Environmental Data Science Lunch - Autumn 2020

Oct 22

James Evans, Knowledge Lab, UChicago

Ziwei Wang, Geophysical Sciences, UChicago
October 29, 2020

Severe convective storms are among the most socio-economically devastating events for the populated mid-latitudes. One of the most common metrics for those events is called Convective available potential energy (CAPE), defined as the integrated buoyancy of near-surface air. CAPE is assumed to increase in future, warmer conditions, and quantifying that increase is an important question in atmospheric science. In this talk, I will start with a showcase of the occurrence and accumulated damage of convective events under the current climate. I will use high-resolution model output to show how much and why CAPE changes as climate warms, and illustrate how could this change be understood with a climatological shift of surface and upper-tropospheric thermodynamics conditions.

Karina Acosta Ordonez, Center for Spatial Data Science, UChicago
November 5, 2020

Many public policies in underdeveloped and developing countries are “spatially blind”. Among the drivers of this blindness is the lack of up-to-date geographical breakdown of data which limits the ability of policymakers to develop and assess impacts of policies to tackle poverty at a granulated subnational scale.

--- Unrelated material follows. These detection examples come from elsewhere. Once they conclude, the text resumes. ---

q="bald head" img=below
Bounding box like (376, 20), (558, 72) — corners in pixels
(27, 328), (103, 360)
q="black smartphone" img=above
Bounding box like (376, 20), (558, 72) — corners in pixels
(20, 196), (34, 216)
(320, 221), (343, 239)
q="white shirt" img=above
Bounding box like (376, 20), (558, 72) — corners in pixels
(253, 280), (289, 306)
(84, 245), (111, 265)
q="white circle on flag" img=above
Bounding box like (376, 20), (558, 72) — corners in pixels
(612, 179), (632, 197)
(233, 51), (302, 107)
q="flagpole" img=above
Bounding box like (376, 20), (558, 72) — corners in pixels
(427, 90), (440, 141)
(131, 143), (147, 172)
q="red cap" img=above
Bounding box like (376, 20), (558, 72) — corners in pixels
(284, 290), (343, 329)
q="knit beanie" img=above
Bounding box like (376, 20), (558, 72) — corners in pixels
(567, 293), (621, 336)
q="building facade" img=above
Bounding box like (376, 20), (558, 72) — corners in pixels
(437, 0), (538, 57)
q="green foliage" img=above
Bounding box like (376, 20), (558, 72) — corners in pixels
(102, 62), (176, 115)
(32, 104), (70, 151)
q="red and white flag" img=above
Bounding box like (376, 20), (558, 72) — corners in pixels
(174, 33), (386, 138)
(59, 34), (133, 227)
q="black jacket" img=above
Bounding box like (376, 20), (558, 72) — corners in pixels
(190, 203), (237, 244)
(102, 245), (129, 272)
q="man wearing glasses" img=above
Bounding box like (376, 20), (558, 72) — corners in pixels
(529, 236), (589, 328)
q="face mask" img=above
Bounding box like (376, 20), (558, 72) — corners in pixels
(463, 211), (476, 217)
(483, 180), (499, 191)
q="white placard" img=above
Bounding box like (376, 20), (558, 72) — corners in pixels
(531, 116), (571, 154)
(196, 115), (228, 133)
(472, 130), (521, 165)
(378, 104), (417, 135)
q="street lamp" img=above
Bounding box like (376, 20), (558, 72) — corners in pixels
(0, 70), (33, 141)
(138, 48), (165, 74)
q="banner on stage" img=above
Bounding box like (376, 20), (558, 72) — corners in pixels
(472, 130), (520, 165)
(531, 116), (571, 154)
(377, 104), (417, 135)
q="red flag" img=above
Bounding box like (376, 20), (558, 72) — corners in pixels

In this context, this study aims to contribute to the estimation and mapping at a subnational scale of multidimensional poverty in Cambodia for the years 2000, 2005, 2010 and 2014. The methodological framework to overcome data limitations encompasses geostatistical models which allow us to combine information provided by surveys and spatial gridded data to estimate poverty indicators that are not formerly targeted by national surveys.

Julie Bessac, Assistant Computational Statistician, Argonne National Laboratory 
November 19, 2020

In the first part of the talk, we present a statistical model for the sub-grid scale variability of air-sea fluxes driven by wind speed. In physics-based models, sub-grid scale variability arises from fine-scale processes that are not resolved at the given model resolution. Quantifying the influence of these sub-grid scales on the resolved scales is needed to better represent the entire system. In this work, we model the difference between the true fluxes and those calculated using area-averaged wind speeds. This discrepancy is modelled in space and time, conditioned on the resolved fields, via a locally stationary space-time Gaussian process with the view of developing a stochastic wind-flux parameterization. Additionally, the Gaussian process is proposed in a scale-aware fashion meaning that both mean and space-time correlation depend on the considered model resolution. The scale-aware capability enables us to derive a stochastic parameterization of sub-grid variability at any resolution and to characterize statistically the space-time structure of the discrepancy process across scales.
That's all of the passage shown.